"Alan [Menken] and I have been working together for almost twenty years. We've done several Disney movies, stage shows and television series," says Slater. "We've probably written in the hundreds of songs together." The duo's earlier works include The Little Mermaid, Sister Act and "Tangled."
"We've found that we have an interesting way of relating to each other," he continues. "Alan deals with everything intuitively from the heart. He has a gut feeling of how the music should sound; what characters should sound like; what's called for dramatically; and how to make sure the score sounds varied and different so that it holds together. It's all from the gut."
"I'm more from the head," he says. "I overthink and then overthink again. I'm constantly looking at the themes. How do the characters relate to that theme? What are the connections? It's a heart-and-head combination when we get together."
Most recently, the two have been reunited to work on the world premiere musical stage adaptation of Chazz Palminteri's "A Bronx Tale." Set against the backdrop of racial divide and organized crime in the 1960s, the largely autobiographical story follows the journey of an Italian-American teenager and the difficult choices he must make concerning love, family and community. The production is co-directed by Oscar winner Robert De Niro, who helmed the film adaptation, and Tony winner Jerry Zaks, who directed the one-man play on Broadway.
Menken began discussing the idea of A Bronx Tale musical with Palminteri almost a decade ago. When they invited Slater to join the creative team, the two had already begun working on the music and the development of the show.
"They felt like they had found a style that worked for the piece and made it feel authentic to the period," explains Slater. "Then they brought me in…I work as the liaison between the book writer and the composer. What I do is turn Chazz's dialogue into bite-sized concepts; then Alan takes my bite-sized concepts and turns them into music."
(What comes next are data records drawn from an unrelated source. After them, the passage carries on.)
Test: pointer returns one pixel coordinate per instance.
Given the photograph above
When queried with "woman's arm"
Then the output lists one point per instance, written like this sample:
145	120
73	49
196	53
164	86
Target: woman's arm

Being the middleman in a trio of creative minds isn't always smooth sailing, and, tellingly, Slater likens it to going into battle. "When you start writing a musical it's like going to war," he says. "You know there are going to be casualties along the way and you know that it's going to be a long, hard struggle."
"But you've got your platoon mates with you," he continues. "You've got your squad and you've got to make sure that you've got each other's backs and you're holding it together," he says. "You also know that at some point, one guy's going to blow up at the other two. Everybody has a breaking point, but you know that you're on each other's sides. Every blow up is just a way to get it to the next step."
"We usually work in the room all three of us, so that Chazz is always in the loop," he continues. "He can say to us: 'We wouldn't be listening to that in the Bronx. That's something you'd hear in Brooklyn.'" Slater says that spending time with Palminteri, whose life provides the basis for the musical, has played an integral part in helping him access the heart of A Bronx Tale. Slater recounts how he, Menken and Palminteri would go out to dinner in Italian restaurants and watch the writer "hold court" amongst the other locals. "You get a sense of the world and a sense of Chazz's routes," he says, "which is so key to the whole piece."
The new musical, which began previews Feb. 4 at New Jersey's Paper Mill Playhouse, will officially open Feb. 14 — marking yet another successful collaboration between Slater and Menken. Still, Slater says the crux of their relationship has been maintaining opposite approaches.
"We fight each other — not in a 'fight' way, but in a way in which the struggle is to get both sides through to get something that embodies the best of both," says Slater. "It's a wonderful thing to have…Our voices compliment each other really well."